The girls kept their wits about them. But once back in the safety of the hotel one twin cried herself to sleep. Her upset alternated with anger that we had brought her here when this was meant to be her holiday. My low point came the following day when the more adventurous of the two gave up the bravado she'd been maintaining for her sister and dissolved into tears on a station platform pleading to go home.

But away from the cities things quickly got better. We'd been careful to plan activities we knew they would enjoy and hoped they would always remember; a safari in Mudumulai National Park followed by a sleepover in a treehouse, the beach at Varkala. They spent hours in the trinket shops and roadside stalls in Ooty. We allowed plenty of screen time when they could zone out. And we put on hold some of the educative things we'd wanted to do, telling ourselves that the act of looking in itself in this country - even the act of looking away - was all the learning they needed to do.

Now we're nearing the end of our trip, our daughters no longer know the day of the week or how many more there are until they come home. They have successfully managed an overnight train journey and a visit to a Hindu temple - what they saw there bears little relation to what they have learned about Hinduism in their religious education lessons at school.

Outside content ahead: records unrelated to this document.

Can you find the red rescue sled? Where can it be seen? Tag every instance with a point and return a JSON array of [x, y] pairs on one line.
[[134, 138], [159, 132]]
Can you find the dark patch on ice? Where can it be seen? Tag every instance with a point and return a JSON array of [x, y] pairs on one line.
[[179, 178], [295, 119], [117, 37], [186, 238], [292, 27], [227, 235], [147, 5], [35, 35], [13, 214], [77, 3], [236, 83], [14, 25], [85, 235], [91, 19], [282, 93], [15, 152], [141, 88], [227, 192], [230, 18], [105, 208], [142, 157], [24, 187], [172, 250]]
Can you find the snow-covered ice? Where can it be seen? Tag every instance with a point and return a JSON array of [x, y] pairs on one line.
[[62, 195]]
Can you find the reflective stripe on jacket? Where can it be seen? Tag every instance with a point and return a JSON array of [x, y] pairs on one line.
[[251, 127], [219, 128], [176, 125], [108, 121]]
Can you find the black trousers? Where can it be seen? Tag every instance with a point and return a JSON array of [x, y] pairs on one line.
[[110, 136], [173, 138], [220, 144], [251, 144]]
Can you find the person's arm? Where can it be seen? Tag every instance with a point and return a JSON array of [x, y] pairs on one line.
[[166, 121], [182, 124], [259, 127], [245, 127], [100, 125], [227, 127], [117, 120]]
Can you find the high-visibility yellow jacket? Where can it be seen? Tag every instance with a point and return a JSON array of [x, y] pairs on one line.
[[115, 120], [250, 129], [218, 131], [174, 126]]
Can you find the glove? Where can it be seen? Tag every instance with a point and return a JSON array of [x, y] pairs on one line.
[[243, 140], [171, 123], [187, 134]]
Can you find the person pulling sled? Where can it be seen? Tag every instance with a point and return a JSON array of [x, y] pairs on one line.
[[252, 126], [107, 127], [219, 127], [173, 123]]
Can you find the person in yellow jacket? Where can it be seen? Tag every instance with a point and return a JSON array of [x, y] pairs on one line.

They attended Independence Day celebrations. ("What do they want us here for, Mum?") We also spent a day courtesy of one NGO with the Irula tribe in the Nilgiri hills, where health workers are attempting to revive the use of their traditional plant medicines. An American-British couple introduced us to a project supporting the education of vulnerable women. Afterwards we ate popcorn and watched The Secret Life of Walter Mitty. The girls didn't say much during these visits but it was clear they were listening from the questions they asked later - about the woman who lost her livelihood after her arm was mangled in the machinery in a tea factory, about the domestic and sexual abuse so many women face.

I won't be present to listen in on the conversations with school friends about what they did on their summer holidays. I expect there will be one or two salacious anecdotes - what Indians use their left hand for, their mother's reaction to a Mysore groper - and that will be it. They will gleefully remind us that they get to choose next year's holiday - a Greek island, says one, a Staycation with lots of camping, says the homebird. "You are never bringing me to India again," she said with feeling on day 3. True, I won't. But neither will I be surprised if she ends up bringing herself back here one day.